According to the 2015 CIO Survey, 89 percent of CIOs agree that in addition to the considerable opportunities afforded by digitalization, the digital world engenders new, vastly different and higher levels of risk, and 69 percent said that the discipline of risk management is not keeping up. CIOs therefore need to review with the enterprise and IT risk leaders whether risk management is adapting fast enough to a digital world.
The exciting news for CIOs, is that despite the rise of roles, such as the chief digital officer, they are not doomed to be an observer of the digital revolution. According the survey, 41 percent of CIOs are reporting to their CEO. This is a return to one of the highest levels it has ever been, a result of the digital narrative gaining prominence in the boardroom and on the executive committee. Even stronger evidence of opportunity for CIOs is the fact that the survey reveals that CEOs expect them to lead the digital charge during this critical transition period.
However, as in last year’s CIO survey, it appears that IT budgets are not growing exuberantly. The average IT budget will grow by just one percent from 2014 to 2015. CIOs estimate that 79 percent of IT spending will be “inside” the IT budget (up slightly from last year), but much digital innovation can and will be funded outside the planned IT spending.

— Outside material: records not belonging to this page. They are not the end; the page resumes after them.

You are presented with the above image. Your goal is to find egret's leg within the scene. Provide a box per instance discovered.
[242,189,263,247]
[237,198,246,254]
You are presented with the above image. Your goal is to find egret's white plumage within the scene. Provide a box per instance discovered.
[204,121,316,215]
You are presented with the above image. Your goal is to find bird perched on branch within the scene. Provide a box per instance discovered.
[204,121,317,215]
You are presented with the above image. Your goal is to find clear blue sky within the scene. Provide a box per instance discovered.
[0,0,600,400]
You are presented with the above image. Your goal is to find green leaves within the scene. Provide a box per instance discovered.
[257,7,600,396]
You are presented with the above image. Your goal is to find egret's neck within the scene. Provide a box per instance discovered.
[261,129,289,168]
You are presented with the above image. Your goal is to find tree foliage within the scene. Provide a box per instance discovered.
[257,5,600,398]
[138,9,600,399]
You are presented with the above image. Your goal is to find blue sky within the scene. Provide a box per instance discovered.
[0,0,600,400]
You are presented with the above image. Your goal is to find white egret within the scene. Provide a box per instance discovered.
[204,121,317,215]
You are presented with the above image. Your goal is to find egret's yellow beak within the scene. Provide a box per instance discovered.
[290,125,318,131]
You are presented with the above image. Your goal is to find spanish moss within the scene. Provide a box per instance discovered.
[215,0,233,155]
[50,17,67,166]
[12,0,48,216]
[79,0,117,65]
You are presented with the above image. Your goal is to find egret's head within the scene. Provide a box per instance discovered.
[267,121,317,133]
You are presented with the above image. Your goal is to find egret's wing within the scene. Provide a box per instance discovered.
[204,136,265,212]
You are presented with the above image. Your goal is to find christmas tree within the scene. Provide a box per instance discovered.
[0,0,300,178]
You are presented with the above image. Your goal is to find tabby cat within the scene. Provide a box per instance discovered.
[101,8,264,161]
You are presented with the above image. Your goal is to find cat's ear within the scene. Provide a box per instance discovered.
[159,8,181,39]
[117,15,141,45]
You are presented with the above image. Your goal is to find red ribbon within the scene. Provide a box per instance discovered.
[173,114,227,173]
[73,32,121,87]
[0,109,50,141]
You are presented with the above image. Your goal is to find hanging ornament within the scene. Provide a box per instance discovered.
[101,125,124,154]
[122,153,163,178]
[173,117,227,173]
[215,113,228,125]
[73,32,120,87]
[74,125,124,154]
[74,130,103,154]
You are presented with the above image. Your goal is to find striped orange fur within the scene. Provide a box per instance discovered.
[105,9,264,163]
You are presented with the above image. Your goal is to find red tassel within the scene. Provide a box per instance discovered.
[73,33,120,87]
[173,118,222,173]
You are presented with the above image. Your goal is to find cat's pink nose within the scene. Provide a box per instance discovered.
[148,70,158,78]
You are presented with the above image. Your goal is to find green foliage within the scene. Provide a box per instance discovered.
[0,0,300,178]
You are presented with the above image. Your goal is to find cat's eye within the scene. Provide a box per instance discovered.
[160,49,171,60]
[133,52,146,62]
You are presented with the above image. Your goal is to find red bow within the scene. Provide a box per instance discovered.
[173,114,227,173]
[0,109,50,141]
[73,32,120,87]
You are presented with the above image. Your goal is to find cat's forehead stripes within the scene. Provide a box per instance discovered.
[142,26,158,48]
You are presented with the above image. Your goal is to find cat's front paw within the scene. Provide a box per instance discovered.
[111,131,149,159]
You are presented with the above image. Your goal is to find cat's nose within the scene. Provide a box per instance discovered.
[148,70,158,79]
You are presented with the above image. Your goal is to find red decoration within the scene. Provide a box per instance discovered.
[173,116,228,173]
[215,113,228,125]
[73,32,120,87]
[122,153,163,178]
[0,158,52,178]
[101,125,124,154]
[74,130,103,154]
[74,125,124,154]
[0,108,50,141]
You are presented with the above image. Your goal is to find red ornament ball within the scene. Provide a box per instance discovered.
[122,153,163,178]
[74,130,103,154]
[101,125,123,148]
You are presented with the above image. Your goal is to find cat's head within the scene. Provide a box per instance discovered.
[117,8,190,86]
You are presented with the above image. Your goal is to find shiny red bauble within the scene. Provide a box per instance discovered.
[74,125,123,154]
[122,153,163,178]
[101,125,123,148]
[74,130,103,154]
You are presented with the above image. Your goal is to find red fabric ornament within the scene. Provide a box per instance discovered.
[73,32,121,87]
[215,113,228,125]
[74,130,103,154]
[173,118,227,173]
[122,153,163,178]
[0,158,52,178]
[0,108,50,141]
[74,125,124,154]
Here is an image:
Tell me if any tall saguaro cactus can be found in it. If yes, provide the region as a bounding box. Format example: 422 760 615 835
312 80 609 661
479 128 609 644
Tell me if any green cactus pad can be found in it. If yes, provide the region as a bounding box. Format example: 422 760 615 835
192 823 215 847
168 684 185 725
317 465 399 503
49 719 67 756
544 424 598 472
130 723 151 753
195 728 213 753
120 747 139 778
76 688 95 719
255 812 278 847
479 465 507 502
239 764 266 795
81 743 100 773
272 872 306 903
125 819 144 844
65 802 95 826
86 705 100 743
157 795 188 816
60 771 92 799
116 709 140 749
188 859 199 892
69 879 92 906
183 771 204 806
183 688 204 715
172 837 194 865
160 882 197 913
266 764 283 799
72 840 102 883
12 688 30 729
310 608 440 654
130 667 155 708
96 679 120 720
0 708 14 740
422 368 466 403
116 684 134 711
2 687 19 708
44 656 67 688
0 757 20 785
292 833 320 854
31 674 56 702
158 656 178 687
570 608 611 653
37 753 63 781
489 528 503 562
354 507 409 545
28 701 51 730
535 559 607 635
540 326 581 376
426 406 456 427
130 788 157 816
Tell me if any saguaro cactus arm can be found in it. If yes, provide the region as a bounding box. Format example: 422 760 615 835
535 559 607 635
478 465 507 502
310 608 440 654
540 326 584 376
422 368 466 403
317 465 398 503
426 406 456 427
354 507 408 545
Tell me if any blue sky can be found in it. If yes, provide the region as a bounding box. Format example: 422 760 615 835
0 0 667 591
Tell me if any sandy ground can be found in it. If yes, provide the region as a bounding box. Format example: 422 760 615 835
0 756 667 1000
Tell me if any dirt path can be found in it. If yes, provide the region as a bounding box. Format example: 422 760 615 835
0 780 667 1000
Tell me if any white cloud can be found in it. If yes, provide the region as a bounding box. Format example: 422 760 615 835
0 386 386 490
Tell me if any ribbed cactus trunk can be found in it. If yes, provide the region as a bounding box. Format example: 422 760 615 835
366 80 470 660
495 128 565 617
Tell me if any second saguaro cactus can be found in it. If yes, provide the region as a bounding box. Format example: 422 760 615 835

Perhaps the biggest hurdle when it comes to digital opportunity for CIOs is the fact that the IT discipline within most enterprises has developed a set of behaviors and beliefs over many years, which are ill-suited to exploiting digital opportunities and responding to digital threats. To start with, most enterprises still think of innovation in terms of the technology paradigm. If this continues, the digital opportunity may be lost. Digital leadership means flipping the approach from legacy first to digital first, assuming all solutions will be cloud based, designed for mobile and highly contextualized, and looking to exploit unstructured data, and run data-led experiments. Secondly, most enterprises and their CIOs disproportionately focus on what is easily measurable (e.g., IT cost), rather than what is most valuable or requiring the most attention (e.g., the value of building a digital capability) – another situation that has to flip.
“During the second IT era of industrialization, people leadership was honed to emphasize precision, discipline and tight control,” said Graham Waller, vice president and executive partner for Gartner Executive Programs. “Therefore, through both nature and nurture, CIOs have evolved into control-style pragmatic leaders. Given the characteristics of the new digital era, this bias is dangerous. CIOs must invert their style to be more vision-led and inspirational.”
The survey results underline the fact that CIOs already know this. Seventy-three percent of surveyed CIOs say that they have changed their leadership style over the last three years, and 75 percent say they must change it over the next three years to flip their leadership style from “control first” to “vision first.”
“Being a powerful digital leader and influencer takes time and CIOs need to spend time being digital leaders,” said Mr. Aron. “Running an IT organization is a complex business, and when we compare the 2011 and 2015 Gartner CIO Surveys, we find that the average CIO is spending more, not less, time running the IT shop – five percent more, or an extra day per month. However, the survey data also tells us that, all things being equal, the CIOs with higher performance as IT leaders spend significantly less time running the IT shop and delegate some business unit leader engagement. This gives them an extra five percent ‘time bonus,’ or a day per month, to engage the board, senior leadership and external customers.”